A tax that funds health care programs is set to expire at the end of the year -- and a deal to pass a state budget hinges on its fate.
Gov. Tim Walz enlisted the aid of hospital CEOs from around the state on Thursday to help him make his case to continue what's called the provider tax, a 2 percent fee on doctors, hospitals and other health care providers. That tax will sunset on Jan. 1, 2020 without action this year.
Walz and hospital leaders said at a Capitol news conference that undoing the tax will leave a $700 million hole in the state's heath care budget each year, leaving more than one million vulnerable Minnesotans without care.
"It's a mechanism that provides high quality care to Minnesotans regardless of economic background or geography," Walz said.
The tax was conceived 27 years ago by a bipartisan group of legislators trying to find a funding source to help cover health care costs for working Minnesotans who earn too much to qualify for Medical Assistance, the state’s version of Medicaid, but not enough to buy health insurance. Initially, the provider tax paid for the program to cover those individuals, known as MinnesotaCare, which still exists today.
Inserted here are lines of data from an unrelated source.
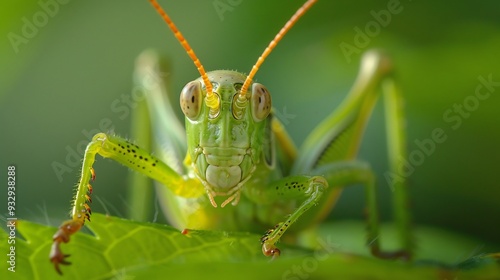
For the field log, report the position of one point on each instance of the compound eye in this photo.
(191, 99)
(261, 102)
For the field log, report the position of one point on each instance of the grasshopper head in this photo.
(226, 143)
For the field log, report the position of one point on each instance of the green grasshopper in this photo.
(239, 153)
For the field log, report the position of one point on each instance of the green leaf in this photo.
(122, 249)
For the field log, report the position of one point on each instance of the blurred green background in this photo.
(57, 86)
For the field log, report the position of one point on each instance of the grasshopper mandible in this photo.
(239, 153)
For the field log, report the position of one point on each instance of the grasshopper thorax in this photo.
(225, 142)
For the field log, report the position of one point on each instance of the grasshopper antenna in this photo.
(211, 100)
(300, 12)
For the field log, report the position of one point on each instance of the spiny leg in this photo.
(338, 137)
(130, 155)
(308, 188)
(349, 173)
(311, 189)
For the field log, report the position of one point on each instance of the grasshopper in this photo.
(238, 153)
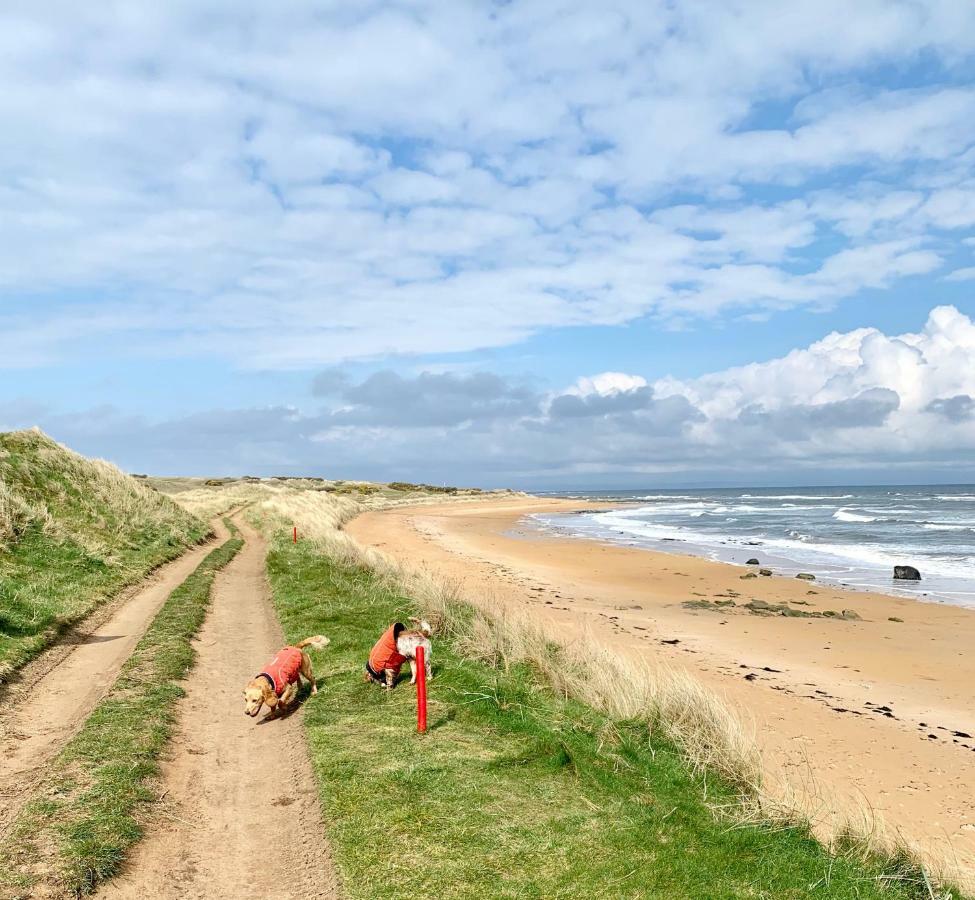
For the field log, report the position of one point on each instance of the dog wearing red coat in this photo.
(277, 685)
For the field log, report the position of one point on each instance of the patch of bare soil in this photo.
(52, 696)
(240, 816)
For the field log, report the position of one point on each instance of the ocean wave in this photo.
(796, 496)
(844, 515)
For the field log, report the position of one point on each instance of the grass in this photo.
(73, 532)
(518, 790)
(86, 814)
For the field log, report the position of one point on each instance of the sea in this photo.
(852, 536)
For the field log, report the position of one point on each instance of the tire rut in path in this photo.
(48, 704)
(240, 817)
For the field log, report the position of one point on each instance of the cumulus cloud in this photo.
(859, 404)
(290, 188)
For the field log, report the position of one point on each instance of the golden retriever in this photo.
(277, 685)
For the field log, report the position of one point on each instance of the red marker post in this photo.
(421, 691)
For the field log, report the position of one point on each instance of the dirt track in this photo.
(240, 818)
(53, 696)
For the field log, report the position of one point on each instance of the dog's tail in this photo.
(422, 625)
(318, 641)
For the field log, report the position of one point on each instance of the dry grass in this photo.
(73, 532)
(713, 736)
(47, 485)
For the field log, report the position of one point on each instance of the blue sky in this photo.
(549, 244)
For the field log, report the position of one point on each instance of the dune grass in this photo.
(86, 814)
(73, 532)
(519, 790)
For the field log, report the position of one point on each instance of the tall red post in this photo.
(421, 691)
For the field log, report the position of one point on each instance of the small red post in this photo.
(421, 691)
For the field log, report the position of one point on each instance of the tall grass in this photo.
(73, 532)
(87, 810)
(714, 738)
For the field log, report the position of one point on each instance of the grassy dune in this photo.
(73, 532)
(86, 813)
(519, 790)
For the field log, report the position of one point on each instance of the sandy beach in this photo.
(873, 714)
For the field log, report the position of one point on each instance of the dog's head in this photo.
(256, 695)
(422, 625)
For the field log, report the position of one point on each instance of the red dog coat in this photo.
(283, 669)
(385, 655)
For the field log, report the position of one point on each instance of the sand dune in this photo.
(852, 714)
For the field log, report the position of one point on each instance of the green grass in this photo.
(86, 814)
(516, 792)
(73, 532)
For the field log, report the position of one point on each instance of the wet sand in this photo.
(851, 715)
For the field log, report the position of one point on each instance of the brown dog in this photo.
(396, 646)
(277, 685)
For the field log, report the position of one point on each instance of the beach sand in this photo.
(853, 717)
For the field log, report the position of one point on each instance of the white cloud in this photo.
(288, 187)
(855, 402)
(605, 384)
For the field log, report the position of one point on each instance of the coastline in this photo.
(853, 715)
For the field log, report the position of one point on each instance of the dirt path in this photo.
(240, 817)
(53, 696)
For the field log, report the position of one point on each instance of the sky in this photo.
(540, 243)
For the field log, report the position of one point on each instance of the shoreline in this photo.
(791, 543)
(783, 565)
(871, 713)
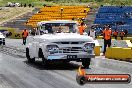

Money from the tax goes into the state's Health Care Access Fund, which also pays for a portion of Medical Assistance.
Lorry Massa is president of the Minnesota Hospital Association, which represents 141 hospitals and systems around the state. He admitted his group was initially resistant to the provider tax.
"[We] forcefully opposed it. After it went into effect, we actively tried to repeal it," Massa said. "Then, as time went on, we begrudgingly accepted it, and over time we saw how it enabled working families, people who couldn't get health insurance through their employers or couldn't afford to buy it on their own, to get coverage through MinnesotaCare. Our view on the tax has changed."
During the 2011 state government shutdown, Republican legislative leaders and Gov. Mark Dayton agreed to sunset the tax, in part because of an infusion of federal money that came with the Affordable Care Act helped pay for MinnesotaCare.
Republicans have affectionately dubbed the provider tax the “sick tax," arguing it trickles down to Minnesotans in their medical bills. They also question whether the fund has strayed too far from its initial purpose of paying for MinnesotaCare because federal money helps support that now. The provider tax is now used, in part, to help cover a growing number of people on Medical Assistance.
"Let's pass the two-year budget with the resources we have, we have a billion dollars in surplus, and we can absolutely do it," Republican Senate Majority Leader Paul Gazelka said. "But that will be the big discussion over the next three weeks."
Walz and other Democrats note that there is uncertainty about the ACA. Just this week the Trump Administration argued in a federal appeals court filing that the signature Obama-era legislation was unconstitutional and should be struck down.
The Legislature is required to adjourn its session by May 20. Lawmakers still need to find agreement on a two-year, roughly $48 billion state budget, and continuing the tax has become one of the biggest sticking points in negotiations.
"We have two and a half weeks left, we can't go forward and begin negotiating with this big question mark," Department of Human Services Commissioner Tony Lourey said. "Is this funding stream going to continue or not? It needs to continue and we have to get over this hurdle."